"I do agree that taking it out completely would make the hole more traditional St Andrews – bail out left, tough shot up the right."
John Huggan talks to the R&A's Peter Dawson about the art of making the Road hole relevant again.
What's really nice is that he admits in his own inimitable way that choking the strategy out of the hole with rough is (A) antithetical to what St. Andrews is about, and (B) was a response to the hole having become too short in today's game.
"Here at St Andrews we have a lot of knowledge about how professional golfers play the Old Course," explains Dawson. "The Open is here every five years and the Dunhill Links Championship visits on an annual basis. Over time, we have seen the leading players get to where they want to be off the 17th tee using less than a driver. Then they are hitting their second shots with a much more lofted club than, say, Tom Watson did in 1984, when he found the road with a 2-iron in the last round of the Open.
And then they found the gymnasium...
"The bottom line is that very few people are going through the green on to the road. So what we are trying to do is get players hitting driver and/or much longer second shots.
So I guess he's not banking on that big backdoor rollback the groove rule change is supposed to produce?
If we do either or both, the road will be much more in play than it has been in the recent past."
And here's where he admits they are rigging fairway contours and have been. Not that anyone could look at photos and think it was the work of Mother Nature. It's just nice to have the confirmation...
"We haven't messed with the angle of the tee-shot. We are easing the fairway back on the left, a little bit. It had crept to the right because of the less-challenging tee-shot."
And why did the tee shot become less challenging? And who did the creeping in?
Huggan than suggests that opening up the left side of the hole might tempt players to bail out more. Given a decent lie, they're likely to take unwise cracks at the green instead of laying up out of rough as they do now.
"I know of only one person who remembers a time when there was no rough on the left," counters Dawson. "And he is very old. But these days the length of the rough varies year to year; we don't do anything to it.
They don't do anything to the rough? Wait, didn't he just say they let it creep in because they decided to not curb distance gains? And this on opening up the left:
I do agree that taking it out completely would make the hole more traditional St Andrews – bail out left, tough shot up the right.

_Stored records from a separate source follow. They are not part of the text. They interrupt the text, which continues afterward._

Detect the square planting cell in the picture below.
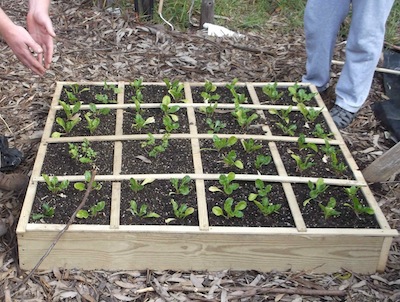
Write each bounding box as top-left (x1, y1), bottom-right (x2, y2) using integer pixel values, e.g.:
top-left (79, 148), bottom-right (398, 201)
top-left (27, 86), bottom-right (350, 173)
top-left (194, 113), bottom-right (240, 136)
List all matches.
top-left (17, 81), bottom-right (398, 273)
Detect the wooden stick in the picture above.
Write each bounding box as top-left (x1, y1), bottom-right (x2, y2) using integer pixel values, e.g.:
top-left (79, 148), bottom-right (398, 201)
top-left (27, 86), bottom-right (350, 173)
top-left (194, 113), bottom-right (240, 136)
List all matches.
top-left (332, 60), bottom-right (400, 75)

And it is the most challenging drive on the course.
"We did talk about eliminating the rough, but it won't happen this year.
And why not?
We couldn't get the fairway into the right condition in time. You have to talk about these things at least three years in advance. Besides, post-war at least, the norm has been for rough to be in play up the left side."
I think that's a challenge for some of us to get out the old photos, no?